At the core of Attio is our powerful and flexible data model, which allows you to define custom objects and lists with a wide array of attribute types.
Objects and records can be used to model your domain entities, while lists can be used to aggregate them together and model business processes. However, both objects and lists can have their own attributes. For example, you might be using the deal object to keep track of the various deals you have in progress, but you could also create a list of deals with some additional attributes only relevant to a deal in that list.
Objects are the data types used to store facts about your customer. By themselves, they contain little information other than a name, but records and attributes are scoped to a single object. Attio comes with two objects enabled by default, people and companies, and three optional objects: deal, user and workspace.
In relational database terms, objects are roughly tables. In object-orientated terms, they are analogous to classes.
Note that an instance of an object is called a record (see below).
Records are an instantiation of an object, e.g. a specific person or a specific company. In relational database terms, a record is roughly a row in a table. In object-orientated terms, they are analogous to an object (an instantiated class).

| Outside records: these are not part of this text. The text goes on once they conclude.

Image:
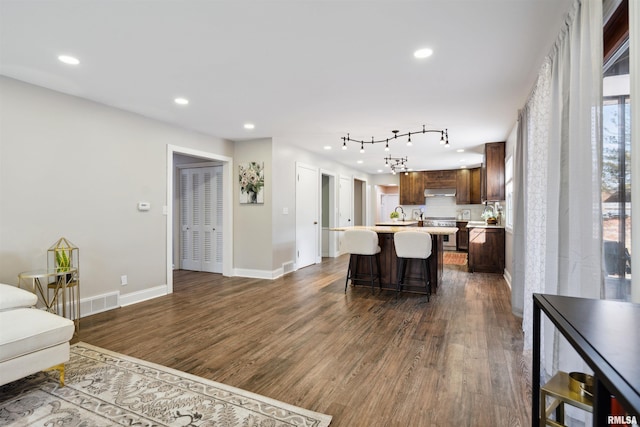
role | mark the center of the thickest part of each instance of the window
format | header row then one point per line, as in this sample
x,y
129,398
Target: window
x,y
616,175
508,178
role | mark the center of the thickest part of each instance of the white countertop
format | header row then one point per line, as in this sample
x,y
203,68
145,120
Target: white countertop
x,y
482,224
394,229
398,223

Attributes sit on objects and lists and describe what data we can store. Some attributes, such as the name on a erson, are system defined. Others, you define yourself, either in Attio’s UI or over the API. Attributes are one of many types such as text, number, select, or currency. In relational database terms, an attribute is roughly a column in a table.
Lists are composed of multiple rows, known as "entries", each of which corresponds to a single record. Entries are created by adding a record to a list. Lists can be used to model a particular process. For example, you might have a "Sales" list that contains the companies that you have relationships with.